Nicola Brown’s 2017 Article in Skyword entitled, “Why Multi-Platform Content is Key for Marketing”

  • https://www.skyword.com/contentstandard/multi-platform-content-key-marketing-younger-generations
  • Author Bio: Nicola is an international award-winning writer, editor and communication specialist based in Toronto. She has stamped her career passport all over the communication industry in publishing, digital media, travel and advertising. She specializes in print and digital editorial and content marketing, and writes about travel, food, health, lifestyle, psychology and personal finance for publications ranging from the Toronto Star and WestJet Magazine to Tangerine Bank and Fidelity Investments. Nicola is owner and principal of communication consultancy Think Forward Communication, and Editor-in-Chief at AnewTraveller.com. Nicola revels in the visceral, experiential side of travel, and will passionately argue for its psychological paybacks, especially after a few glasses of wine.

José van Djick’s 2013 book, The Culture of Connectivity: A Critical History of Social Media, printed by the Oxford Press.

  • Wiki Bio: Johanna Francisca Theodora Maria “José” van Dijck is a new media author and a distinguished university professor in media and digital society at Utrecht University since 2017. From 2001 to 2016 she was a professor of Comparative Media Studies where she was the former chair of the Department of Media Studies and former dean of the Faculty of Humanities at the University of Amsterdam. She is the author of ten (co-)authored and (co-)edited books including Mediated Memory in the Digital Age; The Culture of Connectivity.; and The Platform Society. Public Values in a Connective World. Her work has been translated into many languages and distributed to a worldwide audience. Since 2010, van Dijck has been a member of the Royal Netherlands Academy of Arts and Sciences. In 2015 she was elected by Academy members as the president of the organisation and became the first woman to hold the position.

WildeNotes

Cross-platform marketing is a valuable resource for corporations, mom-and-pop businesses, and entrepreneurs.
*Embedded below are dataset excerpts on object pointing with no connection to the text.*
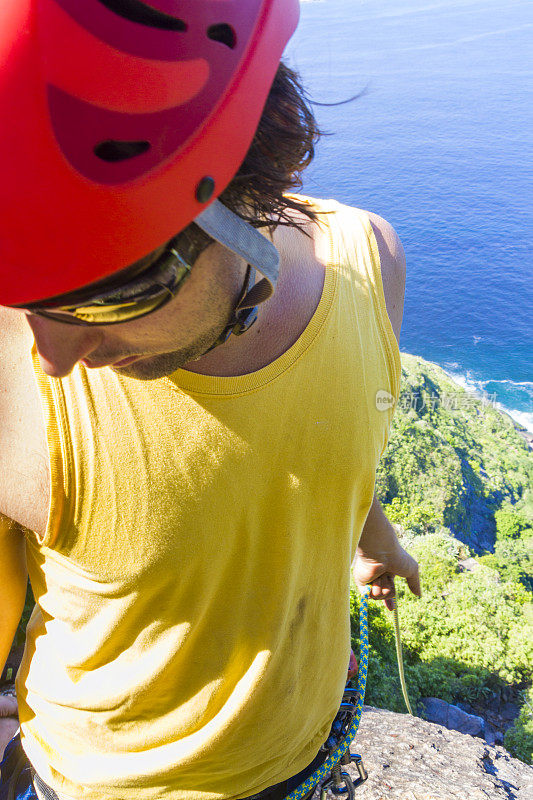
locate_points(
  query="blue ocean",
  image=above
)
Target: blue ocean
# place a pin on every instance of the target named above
(439, 143)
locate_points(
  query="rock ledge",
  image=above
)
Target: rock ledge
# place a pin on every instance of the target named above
(408, 758)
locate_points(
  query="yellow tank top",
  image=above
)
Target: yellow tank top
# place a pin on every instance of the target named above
(191, 637)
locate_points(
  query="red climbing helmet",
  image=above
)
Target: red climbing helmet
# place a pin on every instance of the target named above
(121, 120)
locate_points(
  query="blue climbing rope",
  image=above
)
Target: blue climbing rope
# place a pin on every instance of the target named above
(334, 757)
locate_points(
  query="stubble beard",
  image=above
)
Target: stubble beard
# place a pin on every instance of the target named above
(162, 365)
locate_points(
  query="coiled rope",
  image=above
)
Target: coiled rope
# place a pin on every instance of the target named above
(323, 772)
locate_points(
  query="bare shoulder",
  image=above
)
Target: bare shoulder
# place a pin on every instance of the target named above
(23, 448)
(393, 269)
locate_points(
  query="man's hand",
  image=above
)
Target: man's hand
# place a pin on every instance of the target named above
(380, 558)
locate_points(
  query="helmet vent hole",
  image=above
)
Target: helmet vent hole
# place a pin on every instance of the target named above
(137, 11)
(113, 151)
(224, 34)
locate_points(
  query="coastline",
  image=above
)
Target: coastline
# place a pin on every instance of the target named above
(467, 386)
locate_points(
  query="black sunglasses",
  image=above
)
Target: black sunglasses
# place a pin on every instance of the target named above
(136, 298)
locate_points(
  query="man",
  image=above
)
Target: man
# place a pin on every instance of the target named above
(188, 449)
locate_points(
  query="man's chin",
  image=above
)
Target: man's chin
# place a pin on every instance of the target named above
(150, 368)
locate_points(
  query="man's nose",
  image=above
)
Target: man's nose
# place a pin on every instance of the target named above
(60, 345)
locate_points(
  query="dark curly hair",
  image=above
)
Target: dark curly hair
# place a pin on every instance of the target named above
(283, 146)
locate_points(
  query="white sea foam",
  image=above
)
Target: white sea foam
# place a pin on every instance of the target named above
(470, 384)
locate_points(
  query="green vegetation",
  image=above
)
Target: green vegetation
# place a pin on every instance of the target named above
(519, 738)
(457, 478)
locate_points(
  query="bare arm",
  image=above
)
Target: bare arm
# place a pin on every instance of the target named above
(380, 558)
(379, 555)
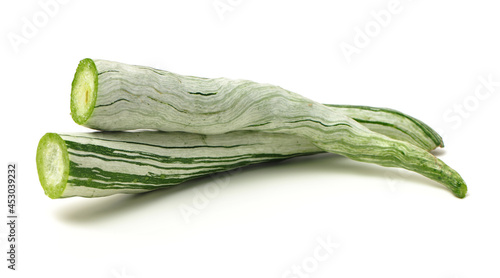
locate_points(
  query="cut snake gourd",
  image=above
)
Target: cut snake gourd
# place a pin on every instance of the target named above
(114, 96)
(106, 163)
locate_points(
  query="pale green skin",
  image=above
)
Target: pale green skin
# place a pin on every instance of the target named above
(106, 163)
(127, 97)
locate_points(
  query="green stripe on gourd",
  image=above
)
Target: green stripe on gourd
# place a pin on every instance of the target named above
(134, 97)
(102, 164)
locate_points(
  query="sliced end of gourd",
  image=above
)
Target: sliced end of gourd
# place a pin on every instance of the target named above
(52, 163)
(84, 91)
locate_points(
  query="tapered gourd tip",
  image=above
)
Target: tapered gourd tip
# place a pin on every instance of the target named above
(52, 163)
(84, 91)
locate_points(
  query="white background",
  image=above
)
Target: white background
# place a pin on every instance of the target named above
(427, 61)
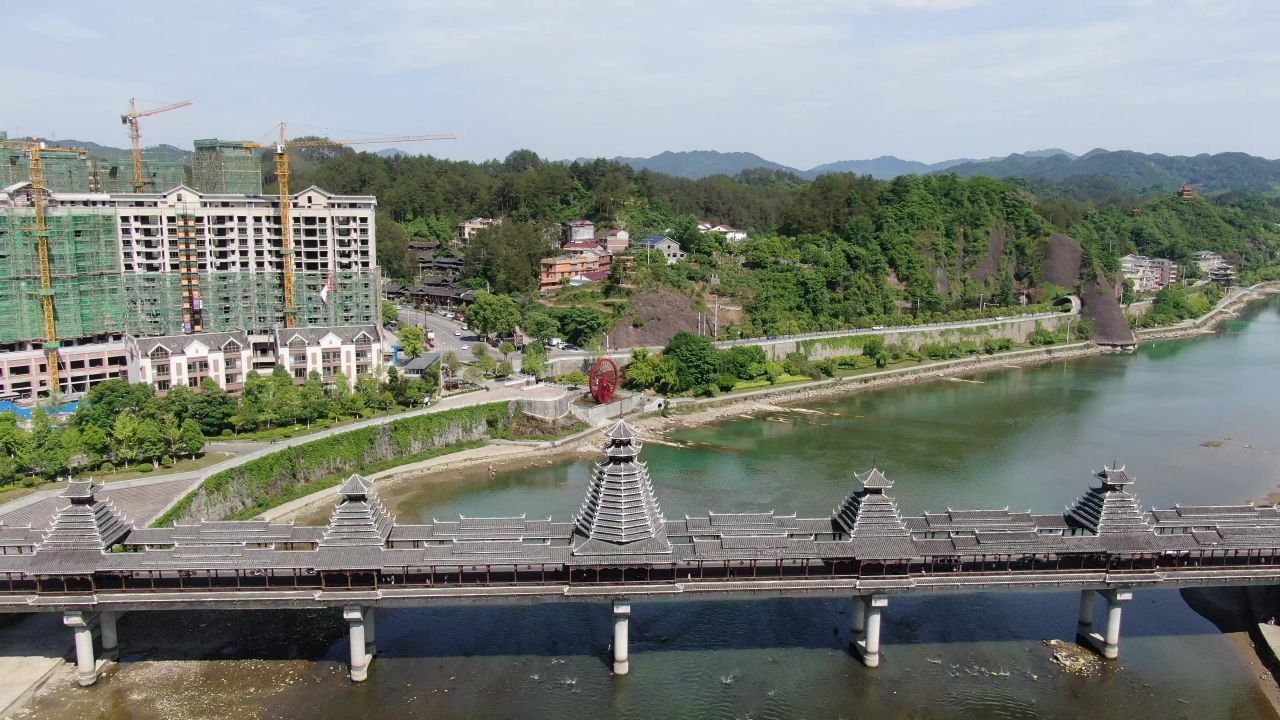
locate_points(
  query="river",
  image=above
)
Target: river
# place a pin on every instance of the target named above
(1193, 419)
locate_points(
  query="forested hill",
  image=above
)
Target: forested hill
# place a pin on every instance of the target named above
(822, 253)
(1138, 171)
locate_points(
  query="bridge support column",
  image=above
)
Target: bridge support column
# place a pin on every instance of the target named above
(360, 657)
(106, 623)
(1084, 625)
(868, 645)
(621, 632)
(86, 665)
(1109, 645)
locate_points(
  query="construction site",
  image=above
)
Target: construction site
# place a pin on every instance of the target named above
(86, 260)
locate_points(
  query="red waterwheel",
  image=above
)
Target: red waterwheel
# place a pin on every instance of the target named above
(604, 379)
But, it can be challenging for people struggling with mental illness. If your condition already makes you question reality, having a show like Humans reaching out on so many platforms and in so many ways can easily induce psychosis. Put simply, psychosis is a loss of touch with external reality. Are our marketing plans encouraging people to lose touch with what is real?
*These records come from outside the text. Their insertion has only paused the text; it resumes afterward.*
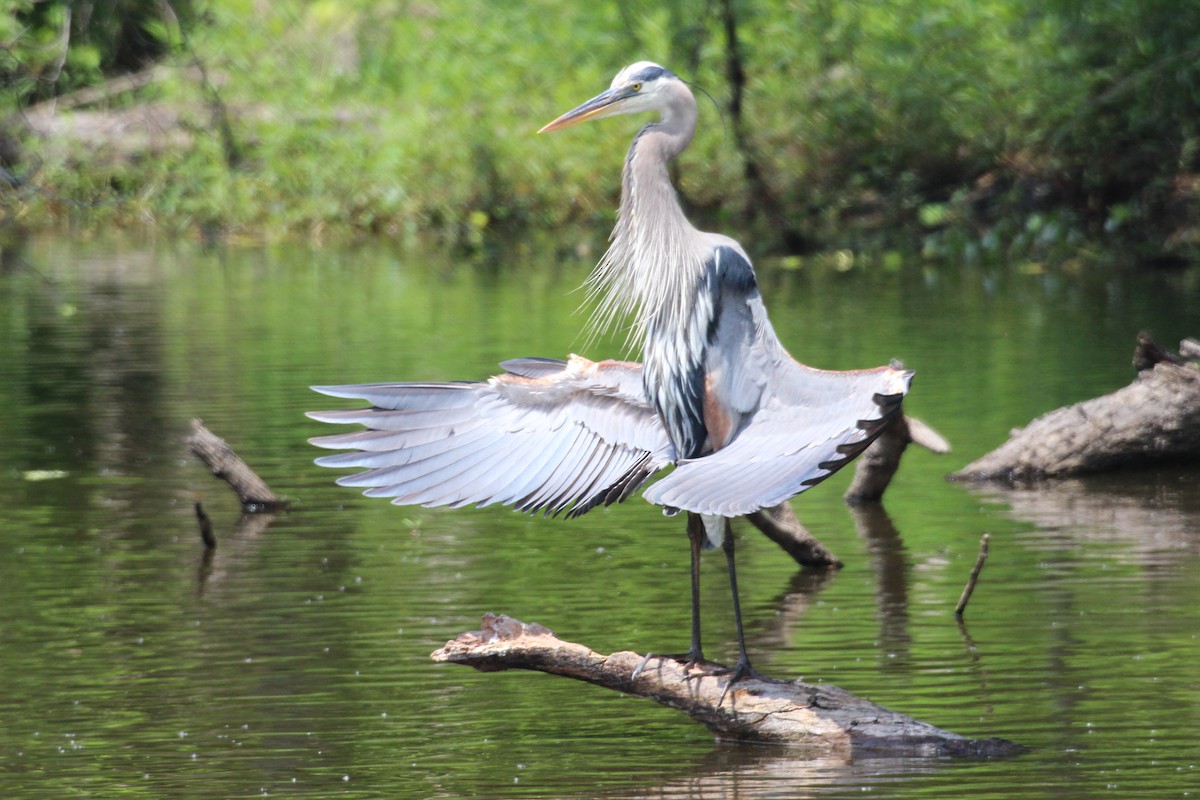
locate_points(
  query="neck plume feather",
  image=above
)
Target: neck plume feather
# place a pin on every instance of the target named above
(655, 262)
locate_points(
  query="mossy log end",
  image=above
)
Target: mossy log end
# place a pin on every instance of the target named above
(822, 720)
(1155, 419)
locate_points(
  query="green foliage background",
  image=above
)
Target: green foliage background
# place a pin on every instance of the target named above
(952, 125)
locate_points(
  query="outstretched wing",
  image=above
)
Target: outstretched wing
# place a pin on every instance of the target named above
(546, 435)
(811, 425)
(774, 426)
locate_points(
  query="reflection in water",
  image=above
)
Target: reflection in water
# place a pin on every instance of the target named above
(893, 572)
(1153, 515)
(232, 552)
(293, 660)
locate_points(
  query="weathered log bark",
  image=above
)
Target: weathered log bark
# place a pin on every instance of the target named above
(226, 464)
(1153, 419)
(823, 720)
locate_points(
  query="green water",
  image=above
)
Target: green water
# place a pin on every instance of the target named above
(294, 660)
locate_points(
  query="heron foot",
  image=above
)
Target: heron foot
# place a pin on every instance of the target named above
(741, 671)
(691, 661)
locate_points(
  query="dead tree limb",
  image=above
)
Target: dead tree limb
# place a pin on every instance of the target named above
(879, 463)
(226, 464)
(780, 525)
(965, 597)
(1155, 419)
(823, 720)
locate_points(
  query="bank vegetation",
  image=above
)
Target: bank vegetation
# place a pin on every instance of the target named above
(958, 127)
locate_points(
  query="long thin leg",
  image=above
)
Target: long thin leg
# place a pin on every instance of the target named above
(696, 539)
(743, 668)
(743, 665)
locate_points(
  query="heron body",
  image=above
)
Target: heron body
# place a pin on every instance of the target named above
(717, 394)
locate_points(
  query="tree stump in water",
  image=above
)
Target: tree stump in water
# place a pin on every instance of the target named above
(1155, 419)
(823, 720)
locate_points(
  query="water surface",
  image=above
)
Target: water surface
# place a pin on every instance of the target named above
(294, 659)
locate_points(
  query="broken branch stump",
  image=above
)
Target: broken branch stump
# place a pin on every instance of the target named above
(823, 720)
(228, 465)
(879, 463)
(780, 525)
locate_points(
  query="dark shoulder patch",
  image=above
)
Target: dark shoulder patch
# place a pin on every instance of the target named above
(733, 270)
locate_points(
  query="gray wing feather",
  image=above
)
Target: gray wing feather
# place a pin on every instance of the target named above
(814, 423)
(547, 435)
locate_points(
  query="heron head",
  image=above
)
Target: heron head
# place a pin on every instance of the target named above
(641, 86)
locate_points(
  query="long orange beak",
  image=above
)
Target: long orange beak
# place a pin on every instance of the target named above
(603, 104)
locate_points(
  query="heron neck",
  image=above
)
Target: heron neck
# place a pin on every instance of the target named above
(657, 257)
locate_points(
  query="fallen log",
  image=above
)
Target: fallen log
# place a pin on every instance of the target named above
(823, 720)
(1155, 419)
I think that in the disinformed environment that has supported anti-vaxxing and the rise of demagoguery, it is fair to question how multi-platform marketing can destabilize individual mental health, as well as group/societal wellbeing. It is all fun, games, and sales until people get hurt.

Humans marketing by itself is harmless. The show was really good. But how are people in power using these same principles to influence or persuade the public? Further, can marketing be ethical? And, how?